Jaemin? Aku tidak tahu dia sedang apa. Hujan di luar masih deras. Ku naikkan suhu ruangan dan bersantai. Apakah Mark hyung masih bekerja?

Ku dengar Shotara dan Sungchan sudah pulang. Namun aku masih malas sekedar keluar kamar dan menyapa keduanya. Nanti saja pada saat makan malam. Apakah mereka tadi bertemu Mark hyung di kantor?

"Hyung.." kataku ketika panggilan sudah tersambung.

"Haloo cutie, sedang apa?" Mengapa suara Mark hyung terdengar jauh lebih seksi ketika lewat telfon seperti ini?

"Bersantai. Hyung sudah di dorm?"

"Masih di kantor. Latihannya belum selesai Injunie."

"Hyung dan yang lainnya sudah makan malam? Di luar hujan. Jaga kesehatan, apalagi hyung sedang sangat sibuk saat ini."

"Baiklah. Hyung akan selalu sehat. Kami baru akan memesan makanan."
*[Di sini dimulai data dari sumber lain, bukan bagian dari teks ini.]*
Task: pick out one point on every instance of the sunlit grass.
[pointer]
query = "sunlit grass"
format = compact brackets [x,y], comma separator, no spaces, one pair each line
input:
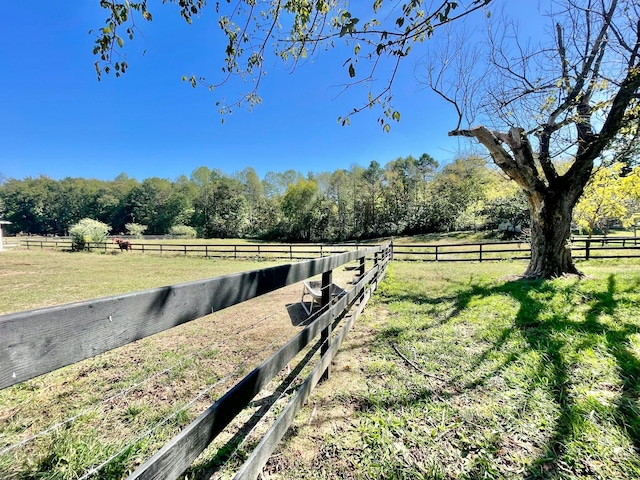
[471,374]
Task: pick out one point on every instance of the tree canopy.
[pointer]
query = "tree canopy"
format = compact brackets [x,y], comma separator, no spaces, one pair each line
[379,36]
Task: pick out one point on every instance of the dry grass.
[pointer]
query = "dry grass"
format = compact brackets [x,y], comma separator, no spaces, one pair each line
[121,406]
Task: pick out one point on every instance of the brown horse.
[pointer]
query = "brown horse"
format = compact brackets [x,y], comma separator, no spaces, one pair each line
[123,244]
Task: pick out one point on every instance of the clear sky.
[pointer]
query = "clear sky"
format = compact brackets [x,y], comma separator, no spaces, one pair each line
[58,120]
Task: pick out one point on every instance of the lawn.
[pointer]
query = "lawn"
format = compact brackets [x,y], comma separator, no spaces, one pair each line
[457,371]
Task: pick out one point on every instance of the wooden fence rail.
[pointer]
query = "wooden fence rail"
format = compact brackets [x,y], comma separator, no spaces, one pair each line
[39,341]
[582,249]
[293,251]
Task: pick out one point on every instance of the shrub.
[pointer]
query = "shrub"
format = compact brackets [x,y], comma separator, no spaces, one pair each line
[183,231]
[87,230]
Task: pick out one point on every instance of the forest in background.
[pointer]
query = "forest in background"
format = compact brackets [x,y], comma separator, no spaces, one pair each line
[405,196]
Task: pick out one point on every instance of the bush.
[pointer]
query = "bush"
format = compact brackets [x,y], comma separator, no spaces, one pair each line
[87,230]
[183,231]
[135,229]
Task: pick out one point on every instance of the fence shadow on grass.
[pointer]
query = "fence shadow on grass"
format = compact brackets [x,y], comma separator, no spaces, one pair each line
[546,337]
[552,337]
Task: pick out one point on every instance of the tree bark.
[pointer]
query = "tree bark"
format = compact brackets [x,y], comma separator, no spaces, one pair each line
[550,206]
[550,234]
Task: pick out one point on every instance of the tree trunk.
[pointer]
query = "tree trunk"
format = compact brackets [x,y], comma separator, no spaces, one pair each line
[550,233]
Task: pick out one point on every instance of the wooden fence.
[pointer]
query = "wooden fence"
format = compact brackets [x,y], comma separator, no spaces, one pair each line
[294,251]
[39,341]
[582,249]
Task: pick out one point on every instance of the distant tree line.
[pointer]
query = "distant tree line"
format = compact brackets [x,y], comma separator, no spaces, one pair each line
[406,196]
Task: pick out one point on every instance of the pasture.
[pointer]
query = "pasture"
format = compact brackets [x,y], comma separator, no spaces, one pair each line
[457,371]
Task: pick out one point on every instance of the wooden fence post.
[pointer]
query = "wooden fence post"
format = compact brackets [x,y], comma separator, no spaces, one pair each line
[325,335]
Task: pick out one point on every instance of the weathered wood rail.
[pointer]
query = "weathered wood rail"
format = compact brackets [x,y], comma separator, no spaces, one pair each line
[39,341]
[582,249]
[289,251]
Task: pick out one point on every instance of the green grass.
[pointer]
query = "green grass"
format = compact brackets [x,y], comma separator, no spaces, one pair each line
[128,402]
[41,278]
[469,374]
[456,371]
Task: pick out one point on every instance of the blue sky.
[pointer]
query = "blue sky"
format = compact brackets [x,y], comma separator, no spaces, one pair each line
[58,120]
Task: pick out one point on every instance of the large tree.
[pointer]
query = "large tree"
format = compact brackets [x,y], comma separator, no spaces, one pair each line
[571,96]
[379,36]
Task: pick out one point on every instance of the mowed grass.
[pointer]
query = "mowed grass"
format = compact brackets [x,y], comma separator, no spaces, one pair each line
[113,411]
[462,372]
[41,278]
[456,371]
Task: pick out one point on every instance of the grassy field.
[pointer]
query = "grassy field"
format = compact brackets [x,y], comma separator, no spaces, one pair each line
[456,372]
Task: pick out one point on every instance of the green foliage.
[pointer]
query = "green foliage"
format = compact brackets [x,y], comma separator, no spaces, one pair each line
[88,230]
[291,31]
[136,230]
[609,197]
[183,231]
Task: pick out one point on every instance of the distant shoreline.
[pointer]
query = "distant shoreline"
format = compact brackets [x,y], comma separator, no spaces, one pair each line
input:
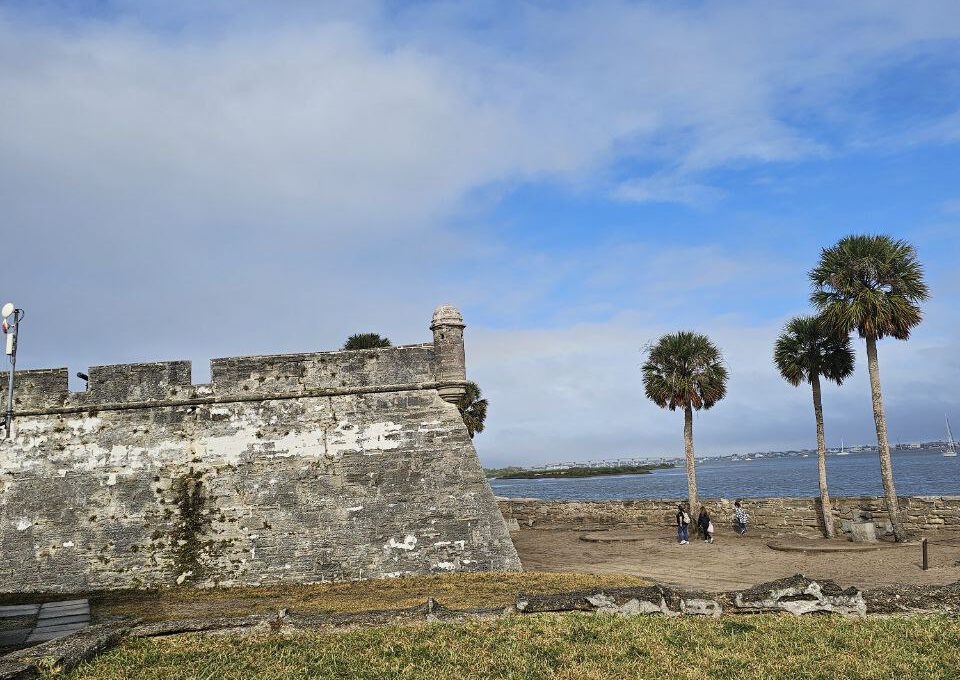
[577,472]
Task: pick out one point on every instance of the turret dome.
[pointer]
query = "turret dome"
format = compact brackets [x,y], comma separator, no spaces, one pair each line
[447,315]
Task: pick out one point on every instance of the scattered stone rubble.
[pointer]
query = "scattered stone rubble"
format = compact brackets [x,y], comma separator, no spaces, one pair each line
[797,595]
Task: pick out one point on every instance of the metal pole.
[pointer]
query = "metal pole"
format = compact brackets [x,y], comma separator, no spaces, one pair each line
[13,367]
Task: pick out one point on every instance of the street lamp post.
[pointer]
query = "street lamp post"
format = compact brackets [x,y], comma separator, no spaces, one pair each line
[10,349]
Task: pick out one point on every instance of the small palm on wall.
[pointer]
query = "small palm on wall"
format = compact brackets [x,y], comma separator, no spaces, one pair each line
[473,408]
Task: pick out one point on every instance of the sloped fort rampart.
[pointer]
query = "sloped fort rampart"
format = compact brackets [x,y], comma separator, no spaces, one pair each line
[288,468]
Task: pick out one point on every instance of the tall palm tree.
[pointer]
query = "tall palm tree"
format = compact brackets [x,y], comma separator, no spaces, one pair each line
[366,341]
[805,351]
[473,408]
[685,370]
[873,285]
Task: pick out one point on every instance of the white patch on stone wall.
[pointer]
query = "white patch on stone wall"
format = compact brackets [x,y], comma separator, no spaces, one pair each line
[409,542]
[84,425]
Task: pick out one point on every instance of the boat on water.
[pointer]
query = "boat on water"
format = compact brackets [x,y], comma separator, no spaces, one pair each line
[951,450]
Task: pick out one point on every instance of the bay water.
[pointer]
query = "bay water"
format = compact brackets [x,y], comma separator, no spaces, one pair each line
[916,473]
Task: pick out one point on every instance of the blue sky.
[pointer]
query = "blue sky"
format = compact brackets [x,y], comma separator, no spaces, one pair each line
[577,178]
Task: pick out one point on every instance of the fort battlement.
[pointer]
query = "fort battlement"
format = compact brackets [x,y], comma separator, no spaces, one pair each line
[251,378]
[292,467]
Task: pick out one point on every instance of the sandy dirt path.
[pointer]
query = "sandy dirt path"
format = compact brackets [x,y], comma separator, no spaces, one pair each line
[731,562]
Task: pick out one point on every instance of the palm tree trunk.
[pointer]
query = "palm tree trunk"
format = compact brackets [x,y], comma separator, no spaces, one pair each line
[883,444]
[825,508]
[691,466]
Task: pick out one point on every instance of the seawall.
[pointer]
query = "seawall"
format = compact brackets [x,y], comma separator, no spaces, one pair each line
[312,467]
[922,514]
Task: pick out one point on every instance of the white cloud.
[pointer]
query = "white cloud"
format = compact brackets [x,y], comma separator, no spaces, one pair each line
[308,160]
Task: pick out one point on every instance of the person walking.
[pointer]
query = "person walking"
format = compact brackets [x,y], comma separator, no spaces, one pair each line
[740,518]
[683,524]
[706,525]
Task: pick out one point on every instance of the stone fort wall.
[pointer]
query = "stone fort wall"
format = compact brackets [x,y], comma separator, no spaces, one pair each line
[923,515]
[288,468]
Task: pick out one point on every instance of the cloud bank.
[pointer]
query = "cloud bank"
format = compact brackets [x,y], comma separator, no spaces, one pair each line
[185,181]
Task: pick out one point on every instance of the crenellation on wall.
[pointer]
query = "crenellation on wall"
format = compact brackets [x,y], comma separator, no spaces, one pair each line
[45,387]
[342,370]
[120,383]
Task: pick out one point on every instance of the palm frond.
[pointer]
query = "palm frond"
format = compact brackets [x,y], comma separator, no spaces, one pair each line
[871,284]
[684,368]
[808,347]
[473,408]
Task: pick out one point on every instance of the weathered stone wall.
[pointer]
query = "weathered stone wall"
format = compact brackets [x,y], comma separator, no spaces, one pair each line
[922,514]
[300,468]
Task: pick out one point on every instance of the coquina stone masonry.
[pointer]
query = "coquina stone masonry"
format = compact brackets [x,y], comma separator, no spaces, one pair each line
[923,515]
[288,468]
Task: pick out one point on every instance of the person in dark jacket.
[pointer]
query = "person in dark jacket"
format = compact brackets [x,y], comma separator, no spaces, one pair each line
[705,525]
[683,524]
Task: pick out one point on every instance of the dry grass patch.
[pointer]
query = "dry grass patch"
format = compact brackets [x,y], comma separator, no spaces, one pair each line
[561,647]
[459,591]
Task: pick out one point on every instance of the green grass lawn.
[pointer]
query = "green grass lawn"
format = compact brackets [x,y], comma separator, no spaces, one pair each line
[582,646]
[458,591]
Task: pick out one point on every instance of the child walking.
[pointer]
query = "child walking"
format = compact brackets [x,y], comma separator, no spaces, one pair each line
[740,518]
[706,525]
[683,524]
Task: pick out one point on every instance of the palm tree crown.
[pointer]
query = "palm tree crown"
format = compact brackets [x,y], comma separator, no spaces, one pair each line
[366,341]
[473,408]
[807,348]
[871,284]
[684,369]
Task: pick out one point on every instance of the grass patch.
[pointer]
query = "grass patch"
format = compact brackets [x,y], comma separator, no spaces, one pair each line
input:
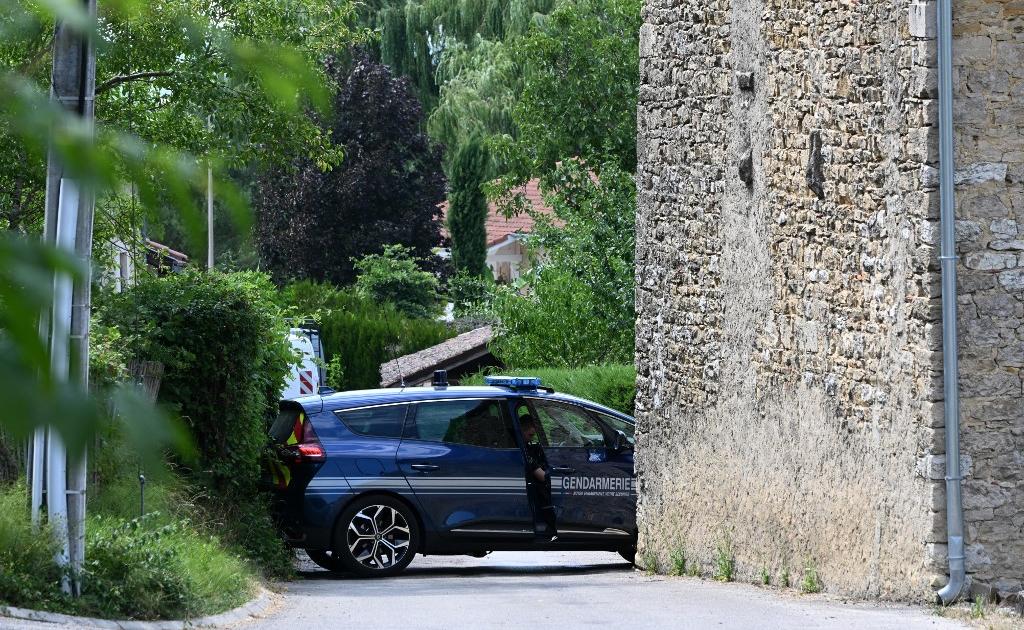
[811,583]
[611,385]
[978,607]
[152,568]
[650,562]
[725,563]
[677,562]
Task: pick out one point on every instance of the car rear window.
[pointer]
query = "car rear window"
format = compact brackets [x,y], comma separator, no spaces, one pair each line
[377,421]
[475,423]
[283,425]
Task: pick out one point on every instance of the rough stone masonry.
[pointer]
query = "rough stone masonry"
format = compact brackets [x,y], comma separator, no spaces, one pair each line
[788,336]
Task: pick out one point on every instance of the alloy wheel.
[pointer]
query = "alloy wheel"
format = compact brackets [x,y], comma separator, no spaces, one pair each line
[378,537]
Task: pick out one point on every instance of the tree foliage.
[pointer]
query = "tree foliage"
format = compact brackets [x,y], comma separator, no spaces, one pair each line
[576,124]
[467,212]
[576,306]
[416,34]
[223,344]
[312,223]
[394,278]
[164,69]
[579,100]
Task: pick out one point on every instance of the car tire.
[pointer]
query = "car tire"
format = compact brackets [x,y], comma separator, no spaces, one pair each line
[629,554]
[376,537]
[326,559]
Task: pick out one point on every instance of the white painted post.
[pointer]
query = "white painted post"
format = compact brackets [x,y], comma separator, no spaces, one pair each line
[56,457]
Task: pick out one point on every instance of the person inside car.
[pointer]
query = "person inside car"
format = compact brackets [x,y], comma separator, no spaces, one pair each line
[537,467]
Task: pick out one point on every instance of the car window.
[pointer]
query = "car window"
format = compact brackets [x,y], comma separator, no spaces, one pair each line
[475,423]
[568,426]
[617,424]
[384,421]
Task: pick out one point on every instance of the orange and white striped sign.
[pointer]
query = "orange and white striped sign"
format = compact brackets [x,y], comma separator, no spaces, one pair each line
[305,381]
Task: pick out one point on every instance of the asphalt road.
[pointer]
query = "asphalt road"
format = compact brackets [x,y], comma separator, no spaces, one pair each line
[561,590]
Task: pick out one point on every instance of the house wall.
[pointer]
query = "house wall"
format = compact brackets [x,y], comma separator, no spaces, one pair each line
[788,335]
[988,116]
[786,340]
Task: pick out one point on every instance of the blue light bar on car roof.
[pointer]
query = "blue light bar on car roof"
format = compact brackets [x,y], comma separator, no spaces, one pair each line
[515,382]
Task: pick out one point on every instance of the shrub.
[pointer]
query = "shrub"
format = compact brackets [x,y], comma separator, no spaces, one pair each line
[222,341]
[395,278]
[811,583]
[363,333]
[143,570]
[611,385]
[28,574]
[678,560]
[650,561]
[724,562]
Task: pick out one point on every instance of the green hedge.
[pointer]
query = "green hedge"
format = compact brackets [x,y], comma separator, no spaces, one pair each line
[223,344]
[363,333]
[611,385]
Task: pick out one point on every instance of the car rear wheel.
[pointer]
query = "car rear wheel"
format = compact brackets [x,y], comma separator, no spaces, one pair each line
[376,537]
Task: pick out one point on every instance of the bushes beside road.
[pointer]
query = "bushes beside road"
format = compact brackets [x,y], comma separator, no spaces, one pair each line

"Ya sudah, selamat makan malam kalau begitu hyung. Salam untuk Haechan yaa. Sampai jumpa."

Sebenarnya aku masih ingin mengobrol atau setidaknya mendengar suara Mark hyung lebih lama. Namun tidak enak kalau member 127 mendengarnya. Tidak ada satu pun yang mengetahui apa yang terjadi diantara kami. Saat ini, sebaiknya memang begitu, kan?